Musicista elettronico irlandese attivo già dagli anni ottanta, oltre ad essere il “nonno” dell’elettronica irlandese, Roger Doyle è uno degli esponenti più interessanti del minimalismo applicato al teatro. Poco conosciuto se non negli ambienti dell’elettronica, Doyle si è sempre diviso tra due prospettive musicali: da una parte l’uso (anche elettroacustico) dei suoni confezionato in diversi dischi in volumi e l’utilizzo del “minimalismo” classico, entrambi inseriti in un contesto dove l’aspetto narrativo (che lo rende più fruibile in teatro) è un aspetto fondamentale. Quindi un compositore, musicista da ascoltare magari con l’ausilio di immagini o cortometraggi: è proprio quello che succede ai suoi concerti o nelle colonne sonore a cui prestato la sua musica. Doyle narra attraverso voci appropriate storie tra le più disparate e la sua musicalità ben si presta a descrivere il moderno concetto “ambientale”, cioè musica che accompagna la nostra vita in tutta la sua quotidianità.
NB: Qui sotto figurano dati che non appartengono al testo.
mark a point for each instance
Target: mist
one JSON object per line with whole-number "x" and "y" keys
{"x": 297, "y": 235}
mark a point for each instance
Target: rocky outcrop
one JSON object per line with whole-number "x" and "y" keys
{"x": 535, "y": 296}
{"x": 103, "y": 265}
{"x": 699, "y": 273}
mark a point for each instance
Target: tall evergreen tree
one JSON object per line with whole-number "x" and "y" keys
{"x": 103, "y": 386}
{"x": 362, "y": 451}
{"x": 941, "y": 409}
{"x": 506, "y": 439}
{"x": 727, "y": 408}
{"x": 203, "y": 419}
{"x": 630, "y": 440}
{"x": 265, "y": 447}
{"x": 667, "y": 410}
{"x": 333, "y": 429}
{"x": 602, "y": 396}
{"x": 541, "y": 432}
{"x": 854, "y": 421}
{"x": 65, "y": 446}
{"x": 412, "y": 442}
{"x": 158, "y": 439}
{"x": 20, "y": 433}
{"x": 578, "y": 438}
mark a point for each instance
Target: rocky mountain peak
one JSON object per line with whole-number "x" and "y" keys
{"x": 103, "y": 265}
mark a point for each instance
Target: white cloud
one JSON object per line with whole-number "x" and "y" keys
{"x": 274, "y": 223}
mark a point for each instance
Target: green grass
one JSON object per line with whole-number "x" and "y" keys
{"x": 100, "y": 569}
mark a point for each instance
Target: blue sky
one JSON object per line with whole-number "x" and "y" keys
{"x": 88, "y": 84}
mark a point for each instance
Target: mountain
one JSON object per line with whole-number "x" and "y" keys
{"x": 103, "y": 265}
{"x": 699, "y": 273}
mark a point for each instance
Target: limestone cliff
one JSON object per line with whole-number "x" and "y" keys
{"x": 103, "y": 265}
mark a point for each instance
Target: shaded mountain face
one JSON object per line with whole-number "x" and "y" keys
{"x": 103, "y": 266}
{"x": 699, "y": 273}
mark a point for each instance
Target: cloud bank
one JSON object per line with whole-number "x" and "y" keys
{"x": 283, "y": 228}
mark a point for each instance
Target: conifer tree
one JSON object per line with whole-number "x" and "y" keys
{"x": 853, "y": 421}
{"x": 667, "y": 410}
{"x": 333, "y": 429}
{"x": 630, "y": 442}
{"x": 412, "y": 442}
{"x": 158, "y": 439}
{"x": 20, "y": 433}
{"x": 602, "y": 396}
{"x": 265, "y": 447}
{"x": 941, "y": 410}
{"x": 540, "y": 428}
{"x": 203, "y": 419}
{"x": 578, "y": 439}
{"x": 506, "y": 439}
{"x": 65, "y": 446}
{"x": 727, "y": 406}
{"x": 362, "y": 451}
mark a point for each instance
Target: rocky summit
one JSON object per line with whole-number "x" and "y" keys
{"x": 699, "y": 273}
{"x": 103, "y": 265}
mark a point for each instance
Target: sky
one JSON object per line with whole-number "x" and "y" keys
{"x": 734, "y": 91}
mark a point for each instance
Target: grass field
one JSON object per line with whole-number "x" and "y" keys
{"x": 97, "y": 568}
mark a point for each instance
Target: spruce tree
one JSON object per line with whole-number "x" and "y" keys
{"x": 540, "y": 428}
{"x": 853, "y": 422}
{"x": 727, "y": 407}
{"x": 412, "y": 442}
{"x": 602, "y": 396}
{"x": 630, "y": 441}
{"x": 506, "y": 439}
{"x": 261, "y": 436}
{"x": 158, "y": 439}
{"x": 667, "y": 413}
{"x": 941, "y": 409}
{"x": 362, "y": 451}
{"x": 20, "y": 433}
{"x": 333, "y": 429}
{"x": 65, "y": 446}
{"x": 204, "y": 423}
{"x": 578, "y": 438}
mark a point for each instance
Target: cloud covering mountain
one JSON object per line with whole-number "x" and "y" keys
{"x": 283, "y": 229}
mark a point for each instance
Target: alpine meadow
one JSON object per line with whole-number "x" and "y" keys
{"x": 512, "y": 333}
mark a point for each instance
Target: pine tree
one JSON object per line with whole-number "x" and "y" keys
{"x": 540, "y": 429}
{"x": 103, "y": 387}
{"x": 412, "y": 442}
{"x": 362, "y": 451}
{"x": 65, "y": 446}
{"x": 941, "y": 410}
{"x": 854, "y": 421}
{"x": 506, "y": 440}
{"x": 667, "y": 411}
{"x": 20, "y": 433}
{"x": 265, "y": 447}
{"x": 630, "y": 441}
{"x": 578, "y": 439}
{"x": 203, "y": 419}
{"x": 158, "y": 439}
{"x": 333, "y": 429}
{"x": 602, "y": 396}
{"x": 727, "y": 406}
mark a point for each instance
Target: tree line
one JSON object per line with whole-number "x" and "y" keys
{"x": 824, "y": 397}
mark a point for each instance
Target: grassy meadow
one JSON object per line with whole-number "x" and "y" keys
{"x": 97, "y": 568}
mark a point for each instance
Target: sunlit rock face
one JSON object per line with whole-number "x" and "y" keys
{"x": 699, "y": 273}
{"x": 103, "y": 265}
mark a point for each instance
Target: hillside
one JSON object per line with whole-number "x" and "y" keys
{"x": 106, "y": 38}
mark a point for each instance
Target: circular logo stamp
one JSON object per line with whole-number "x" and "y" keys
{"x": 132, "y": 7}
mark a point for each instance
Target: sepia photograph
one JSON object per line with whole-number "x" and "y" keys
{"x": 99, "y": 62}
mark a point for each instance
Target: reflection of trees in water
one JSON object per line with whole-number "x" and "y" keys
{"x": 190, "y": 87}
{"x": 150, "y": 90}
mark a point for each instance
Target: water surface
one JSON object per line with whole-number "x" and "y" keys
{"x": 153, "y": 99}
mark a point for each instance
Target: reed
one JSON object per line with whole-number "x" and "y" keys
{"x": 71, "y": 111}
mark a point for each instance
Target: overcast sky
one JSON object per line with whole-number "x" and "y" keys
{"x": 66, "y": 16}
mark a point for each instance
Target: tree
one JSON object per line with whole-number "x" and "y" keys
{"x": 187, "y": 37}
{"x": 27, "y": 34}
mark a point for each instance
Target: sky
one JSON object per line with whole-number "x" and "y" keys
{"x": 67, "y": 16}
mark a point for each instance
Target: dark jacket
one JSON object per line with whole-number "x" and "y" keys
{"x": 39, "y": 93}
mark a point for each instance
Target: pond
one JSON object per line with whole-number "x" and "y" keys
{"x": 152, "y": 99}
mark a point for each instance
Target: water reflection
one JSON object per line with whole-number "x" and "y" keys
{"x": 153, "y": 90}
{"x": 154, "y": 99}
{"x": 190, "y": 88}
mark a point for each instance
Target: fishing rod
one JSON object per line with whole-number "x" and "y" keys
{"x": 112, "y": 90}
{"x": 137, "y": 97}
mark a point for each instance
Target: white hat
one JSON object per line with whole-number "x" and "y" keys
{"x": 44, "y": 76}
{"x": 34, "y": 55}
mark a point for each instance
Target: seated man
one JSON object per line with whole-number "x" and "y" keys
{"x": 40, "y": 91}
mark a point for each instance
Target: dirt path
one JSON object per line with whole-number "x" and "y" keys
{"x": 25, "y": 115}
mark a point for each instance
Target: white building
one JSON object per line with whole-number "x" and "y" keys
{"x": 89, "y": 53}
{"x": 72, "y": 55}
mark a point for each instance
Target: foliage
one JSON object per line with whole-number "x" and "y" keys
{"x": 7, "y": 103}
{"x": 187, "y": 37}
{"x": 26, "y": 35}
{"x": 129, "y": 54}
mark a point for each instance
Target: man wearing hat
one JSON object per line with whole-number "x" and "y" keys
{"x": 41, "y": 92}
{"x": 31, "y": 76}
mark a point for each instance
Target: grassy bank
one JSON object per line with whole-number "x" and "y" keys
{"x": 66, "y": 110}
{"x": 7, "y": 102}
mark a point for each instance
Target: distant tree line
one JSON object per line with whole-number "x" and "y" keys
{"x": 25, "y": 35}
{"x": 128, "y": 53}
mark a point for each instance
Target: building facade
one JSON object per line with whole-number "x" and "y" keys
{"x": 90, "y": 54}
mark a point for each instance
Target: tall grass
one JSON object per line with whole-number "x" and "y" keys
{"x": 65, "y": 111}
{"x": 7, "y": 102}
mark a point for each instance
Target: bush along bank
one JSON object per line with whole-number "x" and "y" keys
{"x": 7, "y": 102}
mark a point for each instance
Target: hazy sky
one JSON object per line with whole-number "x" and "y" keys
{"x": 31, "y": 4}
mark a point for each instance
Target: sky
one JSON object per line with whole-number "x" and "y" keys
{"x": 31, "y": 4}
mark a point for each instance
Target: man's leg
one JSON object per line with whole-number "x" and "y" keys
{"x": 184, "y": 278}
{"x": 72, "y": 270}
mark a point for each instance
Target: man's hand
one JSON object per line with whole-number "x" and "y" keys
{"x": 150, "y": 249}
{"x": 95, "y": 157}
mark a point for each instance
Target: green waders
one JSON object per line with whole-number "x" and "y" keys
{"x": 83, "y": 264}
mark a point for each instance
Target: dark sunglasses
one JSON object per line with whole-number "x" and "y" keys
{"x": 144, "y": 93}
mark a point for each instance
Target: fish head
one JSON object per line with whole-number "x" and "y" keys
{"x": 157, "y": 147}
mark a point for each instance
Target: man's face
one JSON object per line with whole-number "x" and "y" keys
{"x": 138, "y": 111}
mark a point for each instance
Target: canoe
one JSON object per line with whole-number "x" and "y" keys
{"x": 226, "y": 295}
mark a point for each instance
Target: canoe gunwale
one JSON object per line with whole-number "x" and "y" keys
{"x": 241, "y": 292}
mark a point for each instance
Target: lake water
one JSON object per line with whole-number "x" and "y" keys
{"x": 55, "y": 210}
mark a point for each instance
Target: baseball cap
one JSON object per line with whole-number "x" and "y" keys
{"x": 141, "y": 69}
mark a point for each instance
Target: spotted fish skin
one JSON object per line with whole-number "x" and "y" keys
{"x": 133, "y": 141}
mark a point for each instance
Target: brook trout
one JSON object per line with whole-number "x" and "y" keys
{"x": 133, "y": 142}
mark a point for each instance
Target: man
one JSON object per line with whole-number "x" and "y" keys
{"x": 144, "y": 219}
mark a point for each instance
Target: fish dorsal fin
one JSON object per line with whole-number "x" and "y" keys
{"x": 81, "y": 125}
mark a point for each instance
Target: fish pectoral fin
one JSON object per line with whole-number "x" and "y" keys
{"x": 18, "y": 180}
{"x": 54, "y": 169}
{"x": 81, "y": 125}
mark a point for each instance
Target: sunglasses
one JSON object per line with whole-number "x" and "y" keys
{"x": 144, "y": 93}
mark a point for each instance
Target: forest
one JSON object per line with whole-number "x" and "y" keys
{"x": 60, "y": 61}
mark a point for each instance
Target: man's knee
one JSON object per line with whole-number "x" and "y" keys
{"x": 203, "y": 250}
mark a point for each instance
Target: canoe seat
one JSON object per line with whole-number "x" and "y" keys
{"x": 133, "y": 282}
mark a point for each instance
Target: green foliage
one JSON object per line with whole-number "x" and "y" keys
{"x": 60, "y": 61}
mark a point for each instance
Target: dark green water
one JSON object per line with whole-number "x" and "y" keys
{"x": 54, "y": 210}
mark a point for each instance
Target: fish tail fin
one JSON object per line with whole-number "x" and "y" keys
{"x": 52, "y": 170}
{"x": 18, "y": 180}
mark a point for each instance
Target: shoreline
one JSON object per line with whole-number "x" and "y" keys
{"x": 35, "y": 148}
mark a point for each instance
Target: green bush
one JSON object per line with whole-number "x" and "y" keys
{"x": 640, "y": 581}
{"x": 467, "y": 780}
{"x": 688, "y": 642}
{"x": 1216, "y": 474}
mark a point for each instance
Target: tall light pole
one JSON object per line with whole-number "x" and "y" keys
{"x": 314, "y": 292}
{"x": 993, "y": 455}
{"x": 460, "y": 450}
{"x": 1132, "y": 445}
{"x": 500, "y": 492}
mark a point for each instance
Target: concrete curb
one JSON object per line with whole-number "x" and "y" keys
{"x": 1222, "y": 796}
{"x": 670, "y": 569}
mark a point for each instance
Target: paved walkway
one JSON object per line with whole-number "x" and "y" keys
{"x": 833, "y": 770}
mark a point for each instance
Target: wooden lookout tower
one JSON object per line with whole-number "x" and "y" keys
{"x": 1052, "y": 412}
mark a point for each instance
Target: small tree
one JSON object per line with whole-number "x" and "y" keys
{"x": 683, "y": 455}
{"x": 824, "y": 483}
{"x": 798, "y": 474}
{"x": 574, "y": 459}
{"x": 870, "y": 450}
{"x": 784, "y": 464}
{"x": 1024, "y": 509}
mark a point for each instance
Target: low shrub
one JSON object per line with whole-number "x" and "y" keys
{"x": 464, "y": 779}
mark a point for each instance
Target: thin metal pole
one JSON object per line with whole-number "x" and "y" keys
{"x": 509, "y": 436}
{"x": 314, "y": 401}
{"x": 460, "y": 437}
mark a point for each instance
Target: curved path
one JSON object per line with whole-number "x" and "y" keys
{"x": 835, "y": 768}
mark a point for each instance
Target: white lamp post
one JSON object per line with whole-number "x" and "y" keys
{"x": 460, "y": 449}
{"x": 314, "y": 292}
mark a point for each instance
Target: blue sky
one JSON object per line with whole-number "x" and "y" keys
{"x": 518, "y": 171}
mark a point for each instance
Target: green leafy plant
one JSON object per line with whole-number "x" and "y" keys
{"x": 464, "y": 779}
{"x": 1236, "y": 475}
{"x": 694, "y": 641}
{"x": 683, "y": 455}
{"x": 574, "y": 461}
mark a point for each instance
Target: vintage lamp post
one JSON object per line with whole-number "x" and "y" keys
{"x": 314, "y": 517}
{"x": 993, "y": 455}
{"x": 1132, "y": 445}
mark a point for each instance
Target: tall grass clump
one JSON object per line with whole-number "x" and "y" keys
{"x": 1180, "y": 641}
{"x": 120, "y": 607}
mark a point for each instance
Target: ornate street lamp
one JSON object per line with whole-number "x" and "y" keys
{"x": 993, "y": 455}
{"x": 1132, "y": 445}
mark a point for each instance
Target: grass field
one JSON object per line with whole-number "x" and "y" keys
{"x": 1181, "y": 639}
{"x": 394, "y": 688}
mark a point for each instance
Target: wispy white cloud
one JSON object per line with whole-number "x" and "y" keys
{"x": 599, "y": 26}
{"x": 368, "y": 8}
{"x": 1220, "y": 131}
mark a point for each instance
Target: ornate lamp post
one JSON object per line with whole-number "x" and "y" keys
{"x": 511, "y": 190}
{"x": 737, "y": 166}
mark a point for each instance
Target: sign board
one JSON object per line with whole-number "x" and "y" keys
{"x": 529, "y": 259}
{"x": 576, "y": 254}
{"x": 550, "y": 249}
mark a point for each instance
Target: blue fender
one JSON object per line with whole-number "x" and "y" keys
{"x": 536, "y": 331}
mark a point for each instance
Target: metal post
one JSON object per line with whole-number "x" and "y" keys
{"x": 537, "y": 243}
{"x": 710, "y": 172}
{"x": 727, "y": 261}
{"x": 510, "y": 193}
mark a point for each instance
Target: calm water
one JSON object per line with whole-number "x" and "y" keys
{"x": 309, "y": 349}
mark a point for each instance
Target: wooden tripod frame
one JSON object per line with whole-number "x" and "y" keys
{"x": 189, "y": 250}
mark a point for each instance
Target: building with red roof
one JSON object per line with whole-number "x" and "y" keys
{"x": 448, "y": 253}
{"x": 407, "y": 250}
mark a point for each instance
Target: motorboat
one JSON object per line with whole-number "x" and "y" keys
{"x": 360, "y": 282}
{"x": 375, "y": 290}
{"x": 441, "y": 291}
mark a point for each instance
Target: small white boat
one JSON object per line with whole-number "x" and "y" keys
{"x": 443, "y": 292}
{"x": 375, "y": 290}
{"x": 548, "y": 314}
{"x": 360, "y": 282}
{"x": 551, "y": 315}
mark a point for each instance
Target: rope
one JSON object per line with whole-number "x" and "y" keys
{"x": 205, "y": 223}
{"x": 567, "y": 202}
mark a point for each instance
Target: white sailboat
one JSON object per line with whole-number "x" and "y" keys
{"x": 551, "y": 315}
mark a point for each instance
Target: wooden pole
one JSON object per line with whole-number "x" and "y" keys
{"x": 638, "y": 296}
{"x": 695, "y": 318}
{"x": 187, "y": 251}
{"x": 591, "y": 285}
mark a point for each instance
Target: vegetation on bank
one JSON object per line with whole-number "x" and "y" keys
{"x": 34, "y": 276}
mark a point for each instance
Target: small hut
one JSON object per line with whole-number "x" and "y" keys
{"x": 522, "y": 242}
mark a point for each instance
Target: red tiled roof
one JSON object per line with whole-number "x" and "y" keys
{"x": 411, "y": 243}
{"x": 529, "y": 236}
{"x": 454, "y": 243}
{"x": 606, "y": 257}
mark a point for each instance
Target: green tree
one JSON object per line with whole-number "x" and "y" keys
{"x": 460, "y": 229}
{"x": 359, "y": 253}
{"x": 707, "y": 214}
In questo ultimo album (tra i suoi migliori) tali aspetti sono rimarcati da due nuovi brani in perfetto stile minimalistico con apporto di elettronica e una versione di “Adolf Gebler, clarinettista” che è una colonna sonora per un film immaginario, viene anche chimato un ‘cinema per l’orecchio’. Suonata dal vivo con orchestra, pianoforte e voce femminile, i dialoghi pre-registrati e gli effetti sonori provenienti dagli altoparlanti, danno all’ascoltatore l’impressione di essere presente alla proiezione di un film, che però non può vedere, solo sentire. La storia è quella di Adolf Gebler andato a vivere in Irlanda dopo essersi innamorato di una mascherina incontrata dopo un concerto a Dublino nel 1910.
Discografia selezionata:
-Babel, Sido 1981 (ristampato in tre volumi per la Silverdoor 1998) per i suoi lavori compiuti nell’elettronica (anche elettroacustica e ambientale) che ha richiesto quasi dieci anni per la sua realizzazione.
-Budawanny, Silverdoor 1987, colonna sonora di due films diretti negli anni ottanta dal regista irlandese Bob Quinn, per i lavori “cinematografici” o “teatrali” ove sono presenti anche elementi tipici della tradizione folk irlandese.